MALDI-TOF MS Database Implementation

To assign and quantify peaks for each MALDI-TOF MS spectra, R scripts were developed based on the MALDIquant package created by Gibb and Strimmer (2012). The 953 quality-controlled spectra were separated by condition (77 for MAX-CYCLO, 82 for BPC-CYCLO, 83 for NULL-CYCLO, 127 for MAX-NoCYCLO, 92 for BPC-NoCYCLO and 97 for NULL-NoCYCLO) and processed as described in Section “Machine-Learning Approach.” We thus obtained a database constituted of six subsets or six intensity matrices (one by fluconazole and cyclosporin condition).

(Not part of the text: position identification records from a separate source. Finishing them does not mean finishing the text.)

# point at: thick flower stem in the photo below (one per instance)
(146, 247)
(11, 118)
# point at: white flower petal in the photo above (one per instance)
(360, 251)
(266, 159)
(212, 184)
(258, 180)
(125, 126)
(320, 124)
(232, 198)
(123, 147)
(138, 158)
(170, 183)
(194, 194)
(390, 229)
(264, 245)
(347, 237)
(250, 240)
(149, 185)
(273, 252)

Each subset contained the filename, the strain and the fluconazole susceptibility level (resistant or susceptible) of the analyzed samples, in additions of the intensities of each peak. This corresponded to 364 peaks for 82 average spectra for BPC-CYCLO, 336 peaks for 77 average spectra for MAX-CYCLO, 354 peaks for 84 average spectra for NULL-CYCLO, 369 peaks for 92 average spectra for BPC-NoCYCLO, 404 peaks for 127 average spectra for MAX-NoCYCLO, and 382 peaks for 97 average spectra for NULL-NoCYCLO.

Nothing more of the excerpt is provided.